Cancel culture
Aug. 9th, 2020 09:33![[personal profile]](https://www.dreamwidth.org/img/silk/identity/user.png)
Almost worth it just to have that misleading post title.
I'm working through all those $10 here, $15 there subscriptions to see how much money I can get back into my budget. Google music, Spotify, NY Times, and all my Amazon subscription stuff (mostly, turns out, dog treats.. not sure just how that happened). All the aforementioned was set up when I had my company and money flowed back and forth. Now it does not flow inbound quite so quickly so I'm looking at everything.
At the moment I'm online trying to claw the $15 from Mint mobile that I'm supposed to get when my friend susandennis recommends me. I got all the way to checkout and it isn't there. So I'm chatting.
I'm hopeful with Mint Mobile. I no longer need a hot spot and seldom leave the confines of my wireless here. According to T-Mobile I've only used about 2MB of data per month over the past three months (doctor office and occasional music when I'm walking, neither of which are critical) so I'm paying a bunch for stuff I'm not using. Turns out that this plan will cost me $101.91 for the first three months and four times that per year unless/until they raise their rates. That is for two phones. T-Mobile is $70/month for two phones. And they use the same towers.

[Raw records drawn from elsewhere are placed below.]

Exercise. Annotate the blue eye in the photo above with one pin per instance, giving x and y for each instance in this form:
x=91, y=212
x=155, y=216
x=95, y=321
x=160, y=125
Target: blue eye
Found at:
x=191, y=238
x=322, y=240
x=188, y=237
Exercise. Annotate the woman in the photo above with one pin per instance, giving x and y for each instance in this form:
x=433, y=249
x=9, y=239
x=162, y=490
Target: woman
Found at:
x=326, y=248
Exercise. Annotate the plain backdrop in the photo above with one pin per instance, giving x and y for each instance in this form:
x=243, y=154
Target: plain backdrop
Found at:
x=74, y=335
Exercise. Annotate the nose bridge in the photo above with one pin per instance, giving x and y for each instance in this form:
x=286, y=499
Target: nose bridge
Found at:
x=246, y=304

The biggest difference is you pay one month at a time for T-Mobile vs a year at a time for Mint Mobile. But the cost difference is huge so that is not really a consideration.
If all that works right I'm up about $1k/year without really changing anything other than having to watch commercials on my Youtube Sudoku instructionals.
no subject
Date: 2020-08-09 15:00 (UTC)no subject
Date: 2020-08-09 15:11 (UTC)no subject
Date: 2020-08-09 16:07 (UTC)first I programmed my credit card to ping me every time it was used, so i could hold each charge in my hand to see if it sparked joy.
then I divided up my life so auto-charges go on one card, and that's all it's for. that way it's a short, easy statement to get a handle on.
I still have WAY too many subscriptions because my family is convinced we need every streaming service... I wish we could cut back. but it's a little less.
no subject
Date: 2020-08-09 16:20 (UTC)There's only two of us so we can control things pretty well. If I really want something but don't have to have it to live (latest example, battery lawn mower) I'll save up from Prolific.co surveys until it is 'free'. I've ended up changing goals more than once meaning I decided that I could live without it by the time I'd saved up enough for it.
As much as I like the 10% savings I think I save a lot more by not using Amazon subscriptions and buying less when I actually need it. And I love the fact that you can change up no commitment subscriptions. We're pretty stuck on Britbox, Netflix and YouTubeTV (and of course Amazon) now but dropped all the rest and don't much miss them.